Turing : Introduction to optimisation

Introduction

Optimisation is an essential step in the life of a computing code. Unfortunately, it is rarely brought to fruition or perhaps never even attempted. The purpose of this document is to give you an idea of the benefits of this type of work and to explain how to proceed with it. In this domain, there is no easy recipe but numerous methods can be suggested.

What does optimisation mean?

Optimisation of a computing code for a supercomputer such as Turing means reducing its need for resources. There are different resource needs but generally we are focusing on elapsed time.

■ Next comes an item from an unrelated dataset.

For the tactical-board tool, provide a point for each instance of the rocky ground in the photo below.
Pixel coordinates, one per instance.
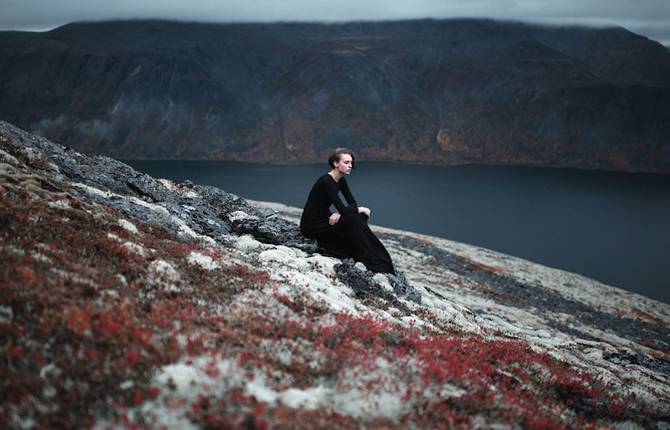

Memory consumption or disk space, however, also come into consideration.

Benefits of optimisation

Optimising an application can provide a number of benefits (if your efforts are successful!):

  • Results obtained more rapidly by reducing execution time
  • More results obtained with your attributed hours
  • Larger calculations effectuated
  • Competitive advantage obtained in relationship to other teams
  • Better understanding of your code and the machine architecture including their interactions
  • Bugs discovered and corrected thanks to the re-reading of code sources

Other benefits:

  • Reduction in energy consumption due to decreased calculation time (when not calculating, the Turing compute nodes consume almost nothing)
  • Better use of the machine (the costs of purchasing, maintenance and use of a supercomputer are not insignificant): Each hour which is attributed to you represents an expenditure for the whole scientific community.
  • Freeing up resources for other research groups

When NOT to optimise ?

Optimisation is not always the best strategy: Not all computing codes need to be optimised (however, this is rarely true for massively parallel machines); furthermore, the benefits can be insufficient in relationship with the effort needed to do the optimisation.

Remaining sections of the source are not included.